Now her eyes filled with tears and her face went red from trying to hold them back. She sprang up from the couch and ran into the adjacent bedroom, slamming the door behind her.

Kovac looked at Sato.

“Obviously Diana has a difficult relationship with her father. It’s a long story.”

Kovac sat back and spread his hands. “We’ve got nothing but time.”

The professor sighed, not happy to be put on the spot.

“Diana has issues.”

“Such as?”

He glanced at the bedroom door as if he thought she might be listening on the other side. The muffled sound of her sobs filled the silence.

“Diana was adopted when she was four or five. She has abandonment issues. She’s insecure. An insecure girl shouldn’t have Lucien Chamberlain for a father. Life revolves around him, his needs, his career. Children have to have their needs met, too.”

“She’s not a child anymore.”

“We’re all children with our parents, aren’t we?” Sato asked. “She went through a rebellious stage: drugs, drinking, dropped out of school, in and out of rehab. When she came out of that, she decided to start fresh, finish school, and try to mend her relationship with her father.

“She’s a very bright girl,” he continued. “Lucien could appreciate
that when she applied herself within his rigid construct of how students should learn. But not every student responds to the traditional methods.”

“He rejected her?” Taylor asked.

“Nothing as simple as that. Rejection implies defeat. Lucien would rather make a student quit than admit he needed to change his methods.” Sato shrugged. “He was who he was, and she is who she is. The two of them working together was a train wreck waiting to happen.”

“He must have been angry when she filed the complaint against him,” Taylor said.

“He was livid. He believed she timed it to sabotage his bid for the promotion to head of East Asian studies.”

“Didn’t she?”

Sato looked again at the closed bedroom door. “Probably.”

“And what’s your role in this family drama?” Kovac asked. “Is she sleeping with you to piss off her old man? Or are you sleeping with her to piss off your colleague?”

“I’m just a friend, Detective,” he said, his expression carefully neutral. “I’m just a shoulder to cry on.”

“You’re not sleeping with her?”

“No,” he said, but he couldn’t quite hold eye contact as he said it.

Liar, liar.

“She seems very . . . comfortable with you,” Taylor said.

“I’ve known Diana for five years. I could see from the start the struggle she was having with her father, and I could understand it, too. My own father is controlling and manipulative. We have that in common. And I’ve had my own struggles with Lucien.”

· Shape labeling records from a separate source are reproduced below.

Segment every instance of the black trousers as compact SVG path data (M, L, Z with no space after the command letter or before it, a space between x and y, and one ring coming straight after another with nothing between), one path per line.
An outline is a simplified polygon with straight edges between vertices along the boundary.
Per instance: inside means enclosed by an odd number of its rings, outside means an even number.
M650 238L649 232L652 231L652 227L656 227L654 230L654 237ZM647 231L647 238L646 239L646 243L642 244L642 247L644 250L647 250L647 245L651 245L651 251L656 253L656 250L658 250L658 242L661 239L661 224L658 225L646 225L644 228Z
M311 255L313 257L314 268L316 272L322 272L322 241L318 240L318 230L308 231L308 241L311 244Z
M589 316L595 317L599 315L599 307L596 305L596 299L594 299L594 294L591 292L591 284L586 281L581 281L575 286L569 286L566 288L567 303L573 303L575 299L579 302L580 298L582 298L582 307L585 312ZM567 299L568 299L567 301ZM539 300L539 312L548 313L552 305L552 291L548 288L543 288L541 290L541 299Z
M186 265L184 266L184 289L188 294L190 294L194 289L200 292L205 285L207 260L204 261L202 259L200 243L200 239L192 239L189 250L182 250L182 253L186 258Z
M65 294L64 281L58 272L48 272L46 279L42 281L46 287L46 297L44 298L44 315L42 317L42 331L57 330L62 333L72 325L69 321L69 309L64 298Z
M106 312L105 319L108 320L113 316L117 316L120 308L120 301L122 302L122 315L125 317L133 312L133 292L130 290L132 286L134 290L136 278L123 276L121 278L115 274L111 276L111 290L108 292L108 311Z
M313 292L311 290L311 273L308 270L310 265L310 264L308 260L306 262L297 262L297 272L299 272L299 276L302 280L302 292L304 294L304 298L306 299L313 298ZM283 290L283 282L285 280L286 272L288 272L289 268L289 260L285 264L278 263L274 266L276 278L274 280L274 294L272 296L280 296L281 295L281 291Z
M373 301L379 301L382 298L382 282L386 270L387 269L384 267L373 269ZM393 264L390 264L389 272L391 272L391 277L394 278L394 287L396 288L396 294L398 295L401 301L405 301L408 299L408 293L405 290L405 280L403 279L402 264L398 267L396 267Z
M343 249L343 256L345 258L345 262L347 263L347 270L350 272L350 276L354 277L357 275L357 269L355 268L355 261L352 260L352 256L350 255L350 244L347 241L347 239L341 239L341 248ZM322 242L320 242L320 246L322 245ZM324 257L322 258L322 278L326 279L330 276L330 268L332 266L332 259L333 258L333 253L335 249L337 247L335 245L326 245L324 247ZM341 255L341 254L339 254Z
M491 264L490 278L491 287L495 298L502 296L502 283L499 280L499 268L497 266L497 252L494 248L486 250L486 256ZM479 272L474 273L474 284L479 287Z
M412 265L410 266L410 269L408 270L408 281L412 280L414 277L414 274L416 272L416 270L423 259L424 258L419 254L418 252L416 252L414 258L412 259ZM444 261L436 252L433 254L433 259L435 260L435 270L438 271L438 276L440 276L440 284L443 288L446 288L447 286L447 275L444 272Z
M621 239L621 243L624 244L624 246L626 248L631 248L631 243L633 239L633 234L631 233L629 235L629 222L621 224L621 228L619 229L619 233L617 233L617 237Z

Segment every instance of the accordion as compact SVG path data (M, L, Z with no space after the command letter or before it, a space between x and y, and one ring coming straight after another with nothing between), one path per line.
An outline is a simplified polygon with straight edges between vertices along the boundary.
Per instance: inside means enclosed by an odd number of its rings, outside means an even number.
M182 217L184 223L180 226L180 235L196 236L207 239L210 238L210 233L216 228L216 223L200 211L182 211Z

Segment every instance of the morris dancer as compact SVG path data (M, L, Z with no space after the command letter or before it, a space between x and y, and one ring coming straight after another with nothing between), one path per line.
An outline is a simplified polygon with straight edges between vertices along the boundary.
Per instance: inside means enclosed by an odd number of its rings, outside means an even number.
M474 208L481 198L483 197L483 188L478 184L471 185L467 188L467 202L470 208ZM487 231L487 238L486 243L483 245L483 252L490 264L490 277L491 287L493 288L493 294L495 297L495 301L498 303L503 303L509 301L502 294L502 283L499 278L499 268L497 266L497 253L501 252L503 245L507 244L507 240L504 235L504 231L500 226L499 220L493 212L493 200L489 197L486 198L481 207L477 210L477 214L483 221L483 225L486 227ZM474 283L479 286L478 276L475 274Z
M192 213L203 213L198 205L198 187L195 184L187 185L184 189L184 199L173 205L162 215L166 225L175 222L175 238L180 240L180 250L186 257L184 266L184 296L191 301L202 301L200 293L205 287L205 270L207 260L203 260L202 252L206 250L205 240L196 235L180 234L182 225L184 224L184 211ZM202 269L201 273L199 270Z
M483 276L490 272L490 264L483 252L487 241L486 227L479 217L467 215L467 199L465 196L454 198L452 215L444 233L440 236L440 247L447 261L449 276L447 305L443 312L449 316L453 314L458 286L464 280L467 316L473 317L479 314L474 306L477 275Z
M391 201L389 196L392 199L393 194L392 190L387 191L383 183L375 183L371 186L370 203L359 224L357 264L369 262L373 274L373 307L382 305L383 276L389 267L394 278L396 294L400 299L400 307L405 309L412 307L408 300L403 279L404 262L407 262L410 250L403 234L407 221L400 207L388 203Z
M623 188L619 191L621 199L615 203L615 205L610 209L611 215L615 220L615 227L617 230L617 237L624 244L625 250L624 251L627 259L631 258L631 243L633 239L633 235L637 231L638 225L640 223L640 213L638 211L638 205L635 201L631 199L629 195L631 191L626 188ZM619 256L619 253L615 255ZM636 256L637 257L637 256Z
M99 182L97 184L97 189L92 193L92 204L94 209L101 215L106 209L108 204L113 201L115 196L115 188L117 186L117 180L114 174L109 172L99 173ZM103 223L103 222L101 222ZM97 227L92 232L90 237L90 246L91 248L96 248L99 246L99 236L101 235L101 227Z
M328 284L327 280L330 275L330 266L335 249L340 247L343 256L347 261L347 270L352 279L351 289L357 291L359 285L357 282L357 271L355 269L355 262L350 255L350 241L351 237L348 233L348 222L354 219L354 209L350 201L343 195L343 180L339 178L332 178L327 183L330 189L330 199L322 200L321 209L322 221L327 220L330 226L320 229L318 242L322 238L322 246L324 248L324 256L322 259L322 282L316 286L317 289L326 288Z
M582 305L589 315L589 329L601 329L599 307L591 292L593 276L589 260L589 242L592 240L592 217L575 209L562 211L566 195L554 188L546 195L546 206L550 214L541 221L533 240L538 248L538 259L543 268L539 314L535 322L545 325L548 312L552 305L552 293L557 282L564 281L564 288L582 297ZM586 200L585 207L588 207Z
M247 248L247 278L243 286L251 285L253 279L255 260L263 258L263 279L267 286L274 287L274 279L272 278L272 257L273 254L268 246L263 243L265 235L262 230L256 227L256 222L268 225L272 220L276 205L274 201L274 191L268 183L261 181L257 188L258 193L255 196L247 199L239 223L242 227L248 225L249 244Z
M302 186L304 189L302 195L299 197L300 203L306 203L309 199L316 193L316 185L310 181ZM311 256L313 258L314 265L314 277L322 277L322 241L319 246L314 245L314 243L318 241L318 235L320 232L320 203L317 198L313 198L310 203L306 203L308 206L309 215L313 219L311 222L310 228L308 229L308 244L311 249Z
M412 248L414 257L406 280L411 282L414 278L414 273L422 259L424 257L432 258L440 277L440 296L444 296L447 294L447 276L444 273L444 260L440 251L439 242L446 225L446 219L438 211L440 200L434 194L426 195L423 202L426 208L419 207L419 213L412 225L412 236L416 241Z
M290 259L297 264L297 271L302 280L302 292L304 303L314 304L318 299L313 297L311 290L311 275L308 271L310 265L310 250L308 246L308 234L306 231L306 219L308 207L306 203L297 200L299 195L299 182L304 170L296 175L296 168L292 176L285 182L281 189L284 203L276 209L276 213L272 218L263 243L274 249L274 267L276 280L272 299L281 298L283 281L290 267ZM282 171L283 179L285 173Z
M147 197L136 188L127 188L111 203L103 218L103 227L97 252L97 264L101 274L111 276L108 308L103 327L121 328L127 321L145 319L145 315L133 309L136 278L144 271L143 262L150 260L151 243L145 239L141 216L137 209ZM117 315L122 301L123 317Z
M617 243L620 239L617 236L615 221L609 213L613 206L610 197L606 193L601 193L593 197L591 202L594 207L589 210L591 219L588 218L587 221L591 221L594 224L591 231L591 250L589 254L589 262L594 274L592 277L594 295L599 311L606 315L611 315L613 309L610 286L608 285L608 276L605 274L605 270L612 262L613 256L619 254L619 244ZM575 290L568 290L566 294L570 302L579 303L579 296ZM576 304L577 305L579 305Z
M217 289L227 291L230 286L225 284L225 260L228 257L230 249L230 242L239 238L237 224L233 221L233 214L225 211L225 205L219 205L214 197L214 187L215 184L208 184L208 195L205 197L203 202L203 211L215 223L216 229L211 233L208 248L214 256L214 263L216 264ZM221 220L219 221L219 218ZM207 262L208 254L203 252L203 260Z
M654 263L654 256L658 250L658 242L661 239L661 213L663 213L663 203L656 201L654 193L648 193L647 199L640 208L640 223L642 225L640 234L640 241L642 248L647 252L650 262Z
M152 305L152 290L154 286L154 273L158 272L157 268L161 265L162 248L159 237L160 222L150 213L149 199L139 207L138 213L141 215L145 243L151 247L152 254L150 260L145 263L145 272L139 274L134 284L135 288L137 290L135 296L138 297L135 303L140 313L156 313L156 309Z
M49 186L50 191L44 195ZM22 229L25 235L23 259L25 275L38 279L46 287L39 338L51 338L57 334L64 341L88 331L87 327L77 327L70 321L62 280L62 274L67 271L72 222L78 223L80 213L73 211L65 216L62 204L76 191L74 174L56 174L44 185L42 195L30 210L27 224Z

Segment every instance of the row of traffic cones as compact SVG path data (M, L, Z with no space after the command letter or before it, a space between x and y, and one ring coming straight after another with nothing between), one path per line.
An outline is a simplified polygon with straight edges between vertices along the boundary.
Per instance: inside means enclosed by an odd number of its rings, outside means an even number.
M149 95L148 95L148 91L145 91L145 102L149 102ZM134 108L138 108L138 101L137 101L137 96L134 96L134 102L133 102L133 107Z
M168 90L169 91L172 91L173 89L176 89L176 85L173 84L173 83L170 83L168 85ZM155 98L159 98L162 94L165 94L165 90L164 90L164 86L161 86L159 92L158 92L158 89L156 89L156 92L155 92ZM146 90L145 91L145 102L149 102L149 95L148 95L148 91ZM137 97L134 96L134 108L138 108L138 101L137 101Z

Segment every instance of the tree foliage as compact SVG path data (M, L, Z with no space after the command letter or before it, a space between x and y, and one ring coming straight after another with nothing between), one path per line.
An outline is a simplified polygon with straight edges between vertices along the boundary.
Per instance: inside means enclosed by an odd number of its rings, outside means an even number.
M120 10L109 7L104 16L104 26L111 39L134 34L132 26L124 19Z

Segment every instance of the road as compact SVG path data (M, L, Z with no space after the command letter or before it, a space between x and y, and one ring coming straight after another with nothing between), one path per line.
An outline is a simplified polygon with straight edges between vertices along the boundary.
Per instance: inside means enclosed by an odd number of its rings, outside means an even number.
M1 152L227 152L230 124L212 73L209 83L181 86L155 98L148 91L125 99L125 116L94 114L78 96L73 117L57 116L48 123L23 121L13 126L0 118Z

“What kind of struggles?” Kovac asked.

“I’m from a more modern school of teaching. I believe in challenging old ways and old thoughts. Lucien found me threatening because I pull students out of his dull rut and let them open their eyes.”


Were
you a threat to him?”

“Not in the way you mean. Not physically.”

“But professionally and as a parental figure,” Taylor said.

“I wasn’t trying to steal Diana away from him—as a teacher or a father. I was trying to help her. We commiserate over how difficult her father is—
was,
and let her blow off some of the anger and frustration she feels,” Sato explained. “I appreciate Diana’s spirit. She needs someone to encourage her to reach her full potential, not criticize and belittle her, or try to make her live in a cage inside her own mind.”

“So you’ve become
special friends
with the troubled daughter of your biggest professional rival,” Kovac said. “How’d that go over with her father?”